January 2017 is a big month for carbon capture in the US. The first large-scale clean coal facility became operational, pumping carbon dioxide from a Texas coal power plant to a nearby oilfield to extract oil. Another clean coal plant will become operational in Mississippi at the end of the month.
Capturing carbon dioxide emissions from power plants and industries, while controversial, could play a key role in slowing global warming. But to keep average temperatures from rising more than 2 degrees Celsius, many experts believe we will also need to pull carbon dioxide directly from the air. Researchers at Oak Ridge National Laboratory (ORNL) have found a seemingly cost-effective and simple way to do that.
The technology involves a liquid that sucks carbon dioxide from the air and turns into crystals. The technique can capture and then release carbon dioxide for storage using far less energy and chemicals than traditional methods.
The researchers chanced upon the method. They had been studying ways to remove environmental contaminants from water. So they synthesized a simple compound called guanidine, which is commonly used to make plastics, and which reacts with the contaminants to form crystals in the water.
But when the researchers left an aqueous solution of guanidine exposed to air, they saw that crystals started to form. Chemical analysis of the crystals showed that they contained carbonate, which is formed when carbon dioxide from air reacts with water.

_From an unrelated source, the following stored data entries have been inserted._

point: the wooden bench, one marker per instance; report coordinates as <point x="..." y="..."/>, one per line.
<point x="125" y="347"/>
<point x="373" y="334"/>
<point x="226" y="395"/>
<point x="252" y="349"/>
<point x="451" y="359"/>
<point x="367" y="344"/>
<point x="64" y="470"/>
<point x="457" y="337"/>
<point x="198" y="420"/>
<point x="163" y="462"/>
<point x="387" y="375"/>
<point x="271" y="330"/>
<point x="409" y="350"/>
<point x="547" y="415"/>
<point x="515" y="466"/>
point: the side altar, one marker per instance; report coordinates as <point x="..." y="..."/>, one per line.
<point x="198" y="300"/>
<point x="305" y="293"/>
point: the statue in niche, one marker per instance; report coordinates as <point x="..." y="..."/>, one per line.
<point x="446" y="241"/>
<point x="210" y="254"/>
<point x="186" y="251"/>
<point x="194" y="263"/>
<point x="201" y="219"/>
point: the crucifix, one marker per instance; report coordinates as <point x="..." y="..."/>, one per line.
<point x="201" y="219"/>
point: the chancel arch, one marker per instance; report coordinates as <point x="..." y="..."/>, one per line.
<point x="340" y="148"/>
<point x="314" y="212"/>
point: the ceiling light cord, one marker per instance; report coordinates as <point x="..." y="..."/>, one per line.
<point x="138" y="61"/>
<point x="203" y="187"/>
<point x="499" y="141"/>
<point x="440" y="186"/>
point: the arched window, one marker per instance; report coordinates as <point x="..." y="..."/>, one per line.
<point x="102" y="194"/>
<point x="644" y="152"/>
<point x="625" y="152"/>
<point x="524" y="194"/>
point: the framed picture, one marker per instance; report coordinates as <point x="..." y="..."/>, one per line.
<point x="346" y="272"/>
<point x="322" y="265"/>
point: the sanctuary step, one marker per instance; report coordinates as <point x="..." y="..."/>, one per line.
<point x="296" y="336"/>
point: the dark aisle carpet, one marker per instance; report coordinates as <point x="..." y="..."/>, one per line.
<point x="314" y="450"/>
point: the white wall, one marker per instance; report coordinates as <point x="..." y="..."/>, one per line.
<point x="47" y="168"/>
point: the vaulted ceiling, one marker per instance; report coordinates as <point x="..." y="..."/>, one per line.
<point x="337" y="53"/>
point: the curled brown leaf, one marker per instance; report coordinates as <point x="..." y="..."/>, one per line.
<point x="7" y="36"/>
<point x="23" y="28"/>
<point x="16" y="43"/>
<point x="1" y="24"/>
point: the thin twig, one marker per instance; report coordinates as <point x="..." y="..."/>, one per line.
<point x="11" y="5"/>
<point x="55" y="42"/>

The results are published in Angewandte Chemie International Edition.
Conventional sorbents used to capture carbon directly from air need to be heated to very high temperatures to release the carbon dioxide for storage. The crystals, meanwhile, need to be heated to a relatively low 80–120°C to release the CO2. The guanidine solution can then be reused three times.
Scientists have been working on several other methods to absorb carbon from the air. But to date, no such direct air capture technology has been proven cost-effective on a large scale.
For now, the ORNL team is trying to analyze the guanidine material’s crystalline structure to understand how its carbon capture mechanism works so that they can design more efficient materials.